Soldato
Been asked to find out if feasible to use a Linux variant to deliver Citrix apps @ work. So essentially does anyone know definitively of any suitable variants that have no licensing constraints for commercial use?
Been asked to find out if feasible to use a Linux variant to deliver Citrix apps @ work. So essentially does anyone know definitively of any suitable variants that have no licensing constraints for commercial use?
Deliver Citrix apps ?!?
As in Windows apps to thin clients ?
I must be not understanding the question ?
cheers guys, checking with Citrix must be a no brainer, we would just want a no frills install that would take the Citrix client, on thinking about it more maybe a config/backend that supported imaging would be worth considering too. We are essentially trying to use older PCs till they die then replace as many as poss with thin client devices, we are using HP 5135/5145 atm but tbh they are a bit flaky, dabbled with Altiris to push images etc but its a nightmare.
Why not use them as thin clients, run VM's on your server hardware and get your clients to use some sort of VNC type software to connect to them.

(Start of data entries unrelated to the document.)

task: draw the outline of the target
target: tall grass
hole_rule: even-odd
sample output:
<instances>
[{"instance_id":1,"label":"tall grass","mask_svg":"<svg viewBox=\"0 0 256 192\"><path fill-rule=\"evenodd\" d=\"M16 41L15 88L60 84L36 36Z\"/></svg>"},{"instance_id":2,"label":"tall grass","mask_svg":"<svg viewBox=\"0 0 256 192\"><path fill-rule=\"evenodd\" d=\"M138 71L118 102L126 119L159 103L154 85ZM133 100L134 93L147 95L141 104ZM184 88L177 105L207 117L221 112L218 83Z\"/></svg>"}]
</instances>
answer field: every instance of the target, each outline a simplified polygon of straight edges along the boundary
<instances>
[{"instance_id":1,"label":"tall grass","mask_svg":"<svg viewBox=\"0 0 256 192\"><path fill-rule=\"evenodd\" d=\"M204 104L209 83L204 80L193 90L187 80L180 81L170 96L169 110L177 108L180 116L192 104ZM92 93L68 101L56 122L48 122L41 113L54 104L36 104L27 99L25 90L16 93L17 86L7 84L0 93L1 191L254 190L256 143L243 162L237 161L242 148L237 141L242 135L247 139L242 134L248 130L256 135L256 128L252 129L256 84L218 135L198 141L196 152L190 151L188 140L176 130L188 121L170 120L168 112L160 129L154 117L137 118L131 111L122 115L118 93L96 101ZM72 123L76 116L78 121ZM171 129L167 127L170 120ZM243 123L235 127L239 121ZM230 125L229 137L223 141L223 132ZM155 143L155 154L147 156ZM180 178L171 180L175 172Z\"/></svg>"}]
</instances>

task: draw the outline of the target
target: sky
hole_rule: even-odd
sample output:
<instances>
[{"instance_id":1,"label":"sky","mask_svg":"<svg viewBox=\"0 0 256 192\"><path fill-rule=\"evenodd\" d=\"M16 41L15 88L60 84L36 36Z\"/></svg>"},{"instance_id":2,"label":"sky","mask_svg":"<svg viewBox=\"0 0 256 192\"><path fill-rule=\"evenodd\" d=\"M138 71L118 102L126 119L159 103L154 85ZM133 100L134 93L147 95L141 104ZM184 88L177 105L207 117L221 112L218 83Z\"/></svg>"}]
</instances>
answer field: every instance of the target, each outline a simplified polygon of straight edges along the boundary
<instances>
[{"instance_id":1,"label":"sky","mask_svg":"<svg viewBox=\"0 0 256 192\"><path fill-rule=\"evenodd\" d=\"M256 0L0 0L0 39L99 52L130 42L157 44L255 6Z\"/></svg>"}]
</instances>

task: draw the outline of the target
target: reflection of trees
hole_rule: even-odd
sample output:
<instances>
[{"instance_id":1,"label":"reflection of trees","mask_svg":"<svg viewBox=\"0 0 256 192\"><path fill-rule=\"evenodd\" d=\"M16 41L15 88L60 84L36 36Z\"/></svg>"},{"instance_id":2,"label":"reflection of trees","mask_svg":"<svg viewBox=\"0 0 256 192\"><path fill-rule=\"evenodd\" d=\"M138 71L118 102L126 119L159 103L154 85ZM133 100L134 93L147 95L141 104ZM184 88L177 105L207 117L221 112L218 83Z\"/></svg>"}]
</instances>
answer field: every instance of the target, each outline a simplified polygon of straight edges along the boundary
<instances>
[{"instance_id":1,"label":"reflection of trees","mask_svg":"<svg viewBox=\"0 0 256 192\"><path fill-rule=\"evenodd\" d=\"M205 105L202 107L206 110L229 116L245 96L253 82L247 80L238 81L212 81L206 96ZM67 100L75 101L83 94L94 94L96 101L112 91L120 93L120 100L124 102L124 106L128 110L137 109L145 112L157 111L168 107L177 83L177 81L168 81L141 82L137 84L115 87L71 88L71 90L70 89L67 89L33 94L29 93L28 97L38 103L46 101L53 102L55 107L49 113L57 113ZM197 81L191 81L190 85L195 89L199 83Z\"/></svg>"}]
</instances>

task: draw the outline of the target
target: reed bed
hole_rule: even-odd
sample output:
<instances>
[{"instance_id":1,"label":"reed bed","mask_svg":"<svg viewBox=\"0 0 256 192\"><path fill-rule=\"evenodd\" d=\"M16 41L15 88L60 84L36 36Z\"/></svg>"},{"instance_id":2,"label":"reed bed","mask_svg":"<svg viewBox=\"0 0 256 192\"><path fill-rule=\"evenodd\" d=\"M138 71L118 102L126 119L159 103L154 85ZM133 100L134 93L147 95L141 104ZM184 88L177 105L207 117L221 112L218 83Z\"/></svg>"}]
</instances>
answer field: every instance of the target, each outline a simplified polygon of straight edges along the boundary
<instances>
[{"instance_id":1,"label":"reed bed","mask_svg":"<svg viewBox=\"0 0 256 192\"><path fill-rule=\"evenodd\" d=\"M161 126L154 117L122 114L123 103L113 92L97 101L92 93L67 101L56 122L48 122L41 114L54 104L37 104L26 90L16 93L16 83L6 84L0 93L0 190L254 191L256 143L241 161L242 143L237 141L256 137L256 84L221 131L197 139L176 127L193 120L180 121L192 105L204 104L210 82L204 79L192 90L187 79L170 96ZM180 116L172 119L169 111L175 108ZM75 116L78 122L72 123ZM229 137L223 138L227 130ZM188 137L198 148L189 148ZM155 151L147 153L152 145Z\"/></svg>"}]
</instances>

Not a big fan of Citrix software to be honest, tends to be really unreliable in my experience
yeah exactly that, via Citrix client running on the linux OS, essentially to save on anti-virus/necessary infrastructure to support Msoft OS updates etc
OIC the clients, thought you meant the server end for some reason.
Lots of terminal devices run embedded Linux.
I'm pretty sure it's not possible to convert FAT to ext2. They are not compatible with each other so you would need to actually format the drive.Managed to get this up and running, pretty good, now I want to modify the partitioning............ anyways the thinstation config is such that the boot partition is FAT (syslinux), I want to change this partition to ext2, anyways I think what I am saying is how to create an ext2 partition and make it bootable?
I'm pretty sure it's not possible to convert FAT to ext2. They are not compatible with each other so you would need to actually format the drive.
I don't understand what you mean when you say bootable? What bootloader are you using? If you are using GRUB then ext2 and ext3 are both readable.